Carbs fuel your body and are your body’s preferred and primary fuel source.

To achieve weight loss you have to be in a calorie deficit. To really generalize it I’ve found quality determines your health and quantity determines your size. It’s a both/and equation not an either/or. A safe, yet sensible calorie deficit is the key to sustainable weight loss.

There are, of course, countless other myths. Ever heard the popular myth that egg yolks are bad for you? How about eating fruit makes you fat?

Question: What nutrition myths have you encountered the most? What nutrition “truths” are you still unsure about?

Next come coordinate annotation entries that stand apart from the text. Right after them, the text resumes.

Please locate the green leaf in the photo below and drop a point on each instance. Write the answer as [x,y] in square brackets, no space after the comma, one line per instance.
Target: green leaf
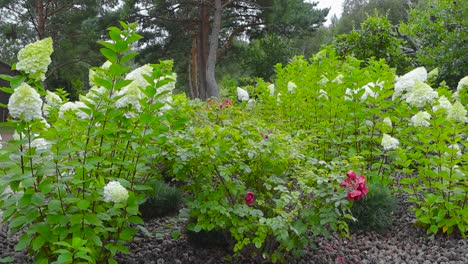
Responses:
[128,57]
[7,260]
[108,45]
[23,242]
[83,204]
[38,242]
[109,54]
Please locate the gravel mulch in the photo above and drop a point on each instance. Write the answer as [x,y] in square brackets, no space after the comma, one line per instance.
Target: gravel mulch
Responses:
[403,243]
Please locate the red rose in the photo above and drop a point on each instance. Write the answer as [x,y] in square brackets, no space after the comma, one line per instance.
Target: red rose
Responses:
[354,195]
[249,198]
[361,180]
[364,190]
[340,259]
[225,104]
[352,175]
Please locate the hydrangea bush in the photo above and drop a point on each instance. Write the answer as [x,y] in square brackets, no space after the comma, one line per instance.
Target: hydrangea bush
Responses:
[76,178]
[253,182]
[398,126]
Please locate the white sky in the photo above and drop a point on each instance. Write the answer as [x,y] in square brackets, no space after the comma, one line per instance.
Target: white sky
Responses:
[336,7]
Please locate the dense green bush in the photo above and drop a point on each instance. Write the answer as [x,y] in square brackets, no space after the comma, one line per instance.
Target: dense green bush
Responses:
[161,200]
[438,29]
[252,181]
[73,181]
[375,211]
[376,39]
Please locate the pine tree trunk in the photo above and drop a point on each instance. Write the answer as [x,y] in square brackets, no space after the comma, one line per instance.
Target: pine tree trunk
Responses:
[41,19]
[212,86]
[202,49]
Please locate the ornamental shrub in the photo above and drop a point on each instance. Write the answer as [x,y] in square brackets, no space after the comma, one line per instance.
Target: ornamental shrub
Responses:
[340,109]
[375,211]
[76,176]
[251,181]
[161,200]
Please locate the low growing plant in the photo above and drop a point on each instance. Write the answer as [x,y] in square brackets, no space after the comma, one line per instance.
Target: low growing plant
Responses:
[375,211]
[161,200]
[72,177]
[252,182]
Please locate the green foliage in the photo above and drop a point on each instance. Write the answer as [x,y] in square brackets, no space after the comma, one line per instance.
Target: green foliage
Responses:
[226,153]
[438,29]
[356,11]
[438,154]
[73,182]
[375,211]
[161,200]
[346,119]
[375,39]
[262,54]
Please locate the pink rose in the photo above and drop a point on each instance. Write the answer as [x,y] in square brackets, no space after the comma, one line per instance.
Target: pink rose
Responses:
[354,195]
[361,180]
[364,190]
[352,175]
[249,198]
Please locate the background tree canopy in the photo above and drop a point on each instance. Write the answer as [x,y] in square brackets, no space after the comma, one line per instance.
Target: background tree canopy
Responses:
[219,43]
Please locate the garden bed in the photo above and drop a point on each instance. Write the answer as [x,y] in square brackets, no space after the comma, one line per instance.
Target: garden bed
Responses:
[403,243]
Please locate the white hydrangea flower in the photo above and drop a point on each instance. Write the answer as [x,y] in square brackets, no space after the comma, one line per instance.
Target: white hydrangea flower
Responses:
[68,106]
[130,95]
[444,103]
[94,94]
[323,81]
[406,82]
[457,113]
[251,103]
[35,58]
[93,74]
[349,94]
[323,94]
[25,103]
[388,121]
[40,144]
[242,95]
[271,88]
[138,74]
[169,87]
[455,149]
[421,119]
[432,75]
[291,87]
[338,79]
[389,143]
[53,99]
[115,192]
[462,83]
[421,94]
[17,136]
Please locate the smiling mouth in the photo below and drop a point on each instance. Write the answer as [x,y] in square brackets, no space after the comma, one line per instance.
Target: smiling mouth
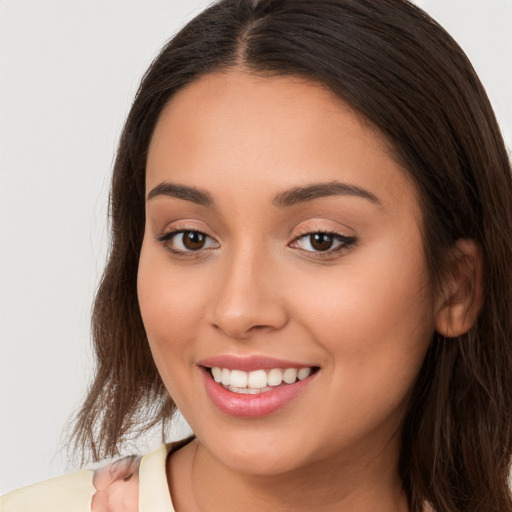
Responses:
[258,381]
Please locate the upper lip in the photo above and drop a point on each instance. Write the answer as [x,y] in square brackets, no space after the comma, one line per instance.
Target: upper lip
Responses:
[249,363]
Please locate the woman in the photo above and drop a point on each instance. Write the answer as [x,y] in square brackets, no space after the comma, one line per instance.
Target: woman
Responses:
[311,244]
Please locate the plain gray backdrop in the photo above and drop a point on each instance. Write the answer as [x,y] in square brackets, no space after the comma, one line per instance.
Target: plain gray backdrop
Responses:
[68,73]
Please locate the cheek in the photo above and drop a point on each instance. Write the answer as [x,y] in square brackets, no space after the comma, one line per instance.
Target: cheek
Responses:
[170,304]
[375,323]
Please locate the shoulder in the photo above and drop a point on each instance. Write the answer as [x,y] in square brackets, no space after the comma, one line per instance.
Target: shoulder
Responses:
[69,493]
[113,488]
[122,486]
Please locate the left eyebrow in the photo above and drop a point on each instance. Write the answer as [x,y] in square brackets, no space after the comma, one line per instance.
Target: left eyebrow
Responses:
[192,194]
[316,190]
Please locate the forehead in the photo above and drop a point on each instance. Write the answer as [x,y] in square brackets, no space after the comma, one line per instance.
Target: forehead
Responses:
[261,132]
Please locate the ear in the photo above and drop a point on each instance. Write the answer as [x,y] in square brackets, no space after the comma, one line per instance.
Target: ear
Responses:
[463,290]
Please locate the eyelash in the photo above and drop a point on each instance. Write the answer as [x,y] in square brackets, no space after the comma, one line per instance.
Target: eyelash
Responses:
[345,243]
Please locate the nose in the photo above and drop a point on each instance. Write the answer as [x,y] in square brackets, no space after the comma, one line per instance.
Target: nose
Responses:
[248,299]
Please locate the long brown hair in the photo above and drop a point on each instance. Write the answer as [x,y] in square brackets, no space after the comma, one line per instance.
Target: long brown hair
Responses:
[407,76]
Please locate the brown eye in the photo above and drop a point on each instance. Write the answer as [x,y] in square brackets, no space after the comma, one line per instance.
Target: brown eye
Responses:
[321,241]
[193,240]
[185,241]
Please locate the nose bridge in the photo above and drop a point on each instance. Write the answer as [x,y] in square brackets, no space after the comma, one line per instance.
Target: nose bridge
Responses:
[247,298]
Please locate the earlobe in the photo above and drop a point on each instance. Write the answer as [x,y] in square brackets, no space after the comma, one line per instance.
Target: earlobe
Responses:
[463,290]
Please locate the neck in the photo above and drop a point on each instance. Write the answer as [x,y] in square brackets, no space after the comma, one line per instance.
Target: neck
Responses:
[369,483]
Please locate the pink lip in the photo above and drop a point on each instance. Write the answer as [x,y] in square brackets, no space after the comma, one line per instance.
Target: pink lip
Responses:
[248,364]
[253,406]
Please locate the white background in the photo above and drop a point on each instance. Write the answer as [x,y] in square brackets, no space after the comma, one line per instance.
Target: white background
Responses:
[68,73]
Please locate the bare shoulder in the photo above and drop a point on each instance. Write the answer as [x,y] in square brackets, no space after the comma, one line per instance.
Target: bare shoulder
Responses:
[117,487]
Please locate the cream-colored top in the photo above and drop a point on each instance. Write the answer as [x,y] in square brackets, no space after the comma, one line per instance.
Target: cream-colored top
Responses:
[73,492]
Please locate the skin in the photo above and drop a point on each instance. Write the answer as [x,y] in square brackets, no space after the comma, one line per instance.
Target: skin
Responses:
[363,315]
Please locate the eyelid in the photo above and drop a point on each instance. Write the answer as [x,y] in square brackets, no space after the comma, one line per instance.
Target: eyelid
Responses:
[346,242]
[170,234]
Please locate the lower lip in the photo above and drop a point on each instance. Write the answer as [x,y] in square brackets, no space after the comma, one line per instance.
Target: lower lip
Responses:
[252,406]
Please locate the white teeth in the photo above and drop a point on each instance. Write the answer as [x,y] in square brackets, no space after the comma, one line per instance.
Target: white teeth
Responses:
[290,375]
[275,377]
[258,381]
[303,373]
[239,379]
[225,377]
[217,374]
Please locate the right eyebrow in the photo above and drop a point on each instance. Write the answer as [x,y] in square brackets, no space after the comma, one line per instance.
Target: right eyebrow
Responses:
[195,195]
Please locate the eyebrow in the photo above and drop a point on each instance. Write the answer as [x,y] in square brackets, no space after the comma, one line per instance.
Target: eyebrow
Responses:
[289,197]
[317,190]
[193,194]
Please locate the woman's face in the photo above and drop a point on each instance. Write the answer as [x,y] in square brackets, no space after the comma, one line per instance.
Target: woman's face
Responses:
[281,235]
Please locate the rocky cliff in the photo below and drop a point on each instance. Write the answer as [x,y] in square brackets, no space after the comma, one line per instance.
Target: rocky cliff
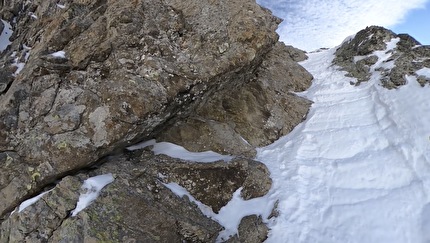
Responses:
[82,80]
[356,56]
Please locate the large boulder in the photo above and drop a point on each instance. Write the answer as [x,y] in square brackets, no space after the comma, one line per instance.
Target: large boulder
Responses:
[137,206]
[255,112]
[357,55]
[100,75]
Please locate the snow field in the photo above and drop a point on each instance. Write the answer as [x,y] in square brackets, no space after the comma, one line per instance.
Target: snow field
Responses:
[357,170]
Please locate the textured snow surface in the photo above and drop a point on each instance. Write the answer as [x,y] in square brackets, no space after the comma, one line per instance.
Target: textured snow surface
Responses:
[92,187]
[231,214]
[357,170]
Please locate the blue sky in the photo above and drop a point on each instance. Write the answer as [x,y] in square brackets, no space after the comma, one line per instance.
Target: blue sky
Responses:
[312,24]
[416,24]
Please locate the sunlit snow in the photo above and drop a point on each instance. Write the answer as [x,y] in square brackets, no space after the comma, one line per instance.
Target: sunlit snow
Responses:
[30,201]
[357,170]
[5,35]
[230,215]
[92,187]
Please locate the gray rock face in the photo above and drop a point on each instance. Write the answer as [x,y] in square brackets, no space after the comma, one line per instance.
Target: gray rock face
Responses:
[408,56]
[102,75]
[256,111]
[137,206]
[128,67]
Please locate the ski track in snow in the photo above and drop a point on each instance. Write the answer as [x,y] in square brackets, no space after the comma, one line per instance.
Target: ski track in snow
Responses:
[357,170]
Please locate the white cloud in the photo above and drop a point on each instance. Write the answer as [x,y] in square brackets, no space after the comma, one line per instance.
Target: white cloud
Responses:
[311,24]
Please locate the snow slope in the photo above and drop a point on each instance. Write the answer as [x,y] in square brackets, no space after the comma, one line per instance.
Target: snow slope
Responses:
[357,170]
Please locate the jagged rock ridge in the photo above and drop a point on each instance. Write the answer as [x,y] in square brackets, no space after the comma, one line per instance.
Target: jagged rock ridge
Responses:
[82,80]
[408,57]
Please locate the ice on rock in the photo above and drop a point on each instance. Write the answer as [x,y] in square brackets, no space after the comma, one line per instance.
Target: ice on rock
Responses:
[92,187]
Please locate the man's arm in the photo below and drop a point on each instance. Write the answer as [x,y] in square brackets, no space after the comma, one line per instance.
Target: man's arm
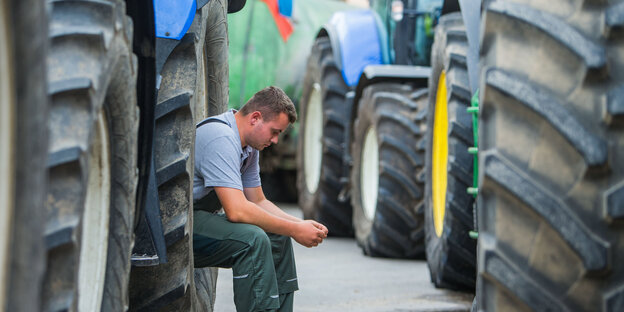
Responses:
[240,210]
[256,196]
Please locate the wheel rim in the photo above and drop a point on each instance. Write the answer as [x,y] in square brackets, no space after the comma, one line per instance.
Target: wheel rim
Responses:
[95,222]
[6,139]
[440,155]
[313,136]
[369,173]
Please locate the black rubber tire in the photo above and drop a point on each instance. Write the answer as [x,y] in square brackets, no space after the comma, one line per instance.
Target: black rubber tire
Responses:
[26,42]
[397,114]
[194,83]
[551,154]
[451,257]
[323,204]
[91,69]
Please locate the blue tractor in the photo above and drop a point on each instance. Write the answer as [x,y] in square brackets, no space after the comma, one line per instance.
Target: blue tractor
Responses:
[100,102]
[499,158]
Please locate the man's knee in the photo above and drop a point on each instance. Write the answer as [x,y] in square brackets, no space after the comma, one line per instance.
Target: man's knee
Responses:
[257,238]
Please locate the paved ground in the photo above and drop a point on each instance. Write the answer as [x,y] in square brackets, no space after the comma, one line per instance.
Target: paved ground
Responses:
[337,277]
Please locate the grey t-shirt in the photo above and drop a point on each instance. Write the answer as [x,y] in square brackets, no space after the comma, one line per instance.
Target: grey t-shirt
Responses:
[220,160]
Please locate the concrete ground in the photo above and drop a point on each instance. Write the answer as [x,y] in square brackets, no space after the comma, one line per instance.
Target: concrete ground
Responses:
[337,277]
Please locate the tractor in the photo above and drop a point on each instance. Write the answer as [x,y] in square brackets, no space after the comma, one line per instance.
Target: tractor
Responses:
[99,105]
[499,158]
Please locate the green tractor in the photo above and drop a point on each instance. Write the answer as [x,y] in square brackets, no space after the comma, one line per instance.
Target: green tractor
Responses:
[508,172]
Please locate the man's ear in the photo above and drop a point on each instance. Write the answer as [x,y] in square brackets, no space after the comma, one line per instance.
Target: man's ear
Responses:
[255,117]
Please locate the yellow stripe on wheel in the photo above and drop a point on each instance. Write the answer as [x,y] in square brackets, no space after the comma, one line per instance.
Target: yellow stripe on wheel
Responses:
[440,155]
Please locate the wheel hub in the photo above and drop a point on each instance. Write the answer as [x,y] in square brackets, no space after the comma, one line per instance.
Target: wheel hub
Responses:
[369,173]
[95,221]
[313,140]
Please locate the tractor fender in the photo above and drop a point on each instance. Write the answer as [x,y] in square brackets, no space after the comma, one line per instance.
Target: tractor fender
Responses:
[173,18]
[372,74]
[356,39]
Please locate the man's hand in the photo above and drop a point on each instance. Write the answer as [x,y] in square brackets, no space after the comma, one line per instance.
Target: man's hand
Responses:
[319,226]
[309,234]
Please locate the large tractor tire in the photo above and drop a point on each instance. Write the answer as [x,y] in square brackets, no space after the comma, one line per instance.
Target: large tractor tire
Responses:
[92,154]
[213,78]
[448,206]
[387,179]
[194,84]
[551,154]
[321,145]
[23,141]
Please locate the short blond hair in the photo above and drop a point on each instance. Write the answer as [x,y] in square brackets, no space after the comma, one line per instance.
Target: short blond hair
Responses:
[270,102]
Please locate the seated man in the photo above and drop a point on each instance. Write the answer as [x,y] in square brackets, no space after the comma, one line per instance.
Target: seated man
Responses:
[253,236]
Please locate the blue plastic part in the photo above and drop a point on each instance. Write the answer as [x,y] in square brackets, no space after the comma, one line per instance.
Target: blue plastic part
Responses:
[173,17]
[359,42]
[285,7]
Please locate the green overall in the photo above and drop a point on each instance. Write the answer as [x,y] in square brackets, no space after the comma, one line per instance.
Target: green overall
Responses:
[263,264]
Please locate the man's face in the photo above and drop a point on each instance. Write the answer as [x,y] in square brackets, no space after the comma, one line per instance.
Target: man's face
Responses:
[265,132]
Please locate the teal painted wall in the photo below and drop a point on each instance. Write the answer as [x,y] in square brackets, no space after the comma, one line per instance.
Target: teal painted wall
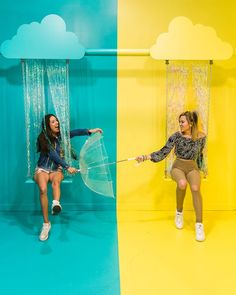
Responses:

Ted Kallmyer is an ISSA certified Specialist in Fitness Nutrition and is our lead macro coach. If you need help reaching your weight loss/fitness goals see our personal coaching options.
Last Updated: October 17, 2019

9 Comments

  1. John

    Some think that you would know your calorie deficit by simply counting calories. Sorry dude! There are too many things happening in our body to do that.

    Reply
  2. Daniel Wagle

    I agree with Spectra. I exercised a lot to lose weight. Of course a person can’t continue to consume 9000 calories a day and still be able to exercise their weight off, but 1200 calories a day is unnecessary, esp. if a person exercises a lot. At one time, I would exercise a lot, but still cut my calorie consumption way down. I know one older woman who lost weight by doing a lot of exercise, but she insisted she also needed to consume 1000 calories a day. I thought that was too few, given her activity level. Needless to say, she gained her weight back. Cutting calories so much is very unsustainable and that is why many people regain weight. As far as fat and carbs are concerned, I eat both of them in abundance, although not without limit. I eat lots of nuts and seeds, but also legumes and whole grains and fruit. Fat from nuts, seeds and fish is healthy. Processed fats and fat from red meat, full fat dairy is not so much. Likewise, resistant starches from legumes and whole grains are much better than refined carbs. It is good to eat fat from nuts and seeds and carbs from whole grains and legumes, as well as from starchy vegetables and fruit. Doing a lot of exercise makes excessive restriction of either fat or carbs unnecessary.

    Reply
    • spectra311

      I know so many people who go on these super-restrictive diets and they lose maybe 2 lbs and then the weight loss stops. It’s because they aren’t eating nearly enough calories. Once they up their intake to about 1600 or so, the weight starts coming off. Your body knows when it’s being starved.

      Reply
    • Dan Bolton

      Great thoughts!

      Sounds like you know the right way 🙂
      What do you enjoy doing for exercise, Daniel?

      Reply
      • Daniel Wagle

        I bicycle to work and on my off days. I often go on brisk walks with my roommate as well.

        Reply
  3. spectra311

    One of the biggest myths I still hear out there is that you need to eat 1200 calories a day to lose weight. It makes me want to rip my hair out–that is barely enough to survive on when you’re in a coma. In order to lose weight and NOT feel like garbage and make your body think its starving, you need to figure out your own personal BMR and then determine how many calories you need to maintain. Then cut back by 500 calories a day to lose about a pound a week. When you cut your calories to 1200 a day, you usually get too hungry and it’s just too restrictive for the majority of people who need to lose weight.

    Reply
    • Dan Bolton

      Totally agree, Spectra. Crash dieting is a very real problem and, in the long run, causes many more problems than it solves – The least of which being regaining all the weight you’ve lost (and then some) when you go back to eating “normal”

      Reply
  4. Dennis

    i will give you one. The myth we eat when we are thirsty. The fact is we drink when we are hungry. ever tried drinking a pint of h2o on a big meal. have a pint of water if you are hungry 10 minutes later you can eat a load. bottled water industry might not like this

    Reply
    • Dan Bolton

      Thanks for sharing, Dennis. There are plenty of myths out there that need busting!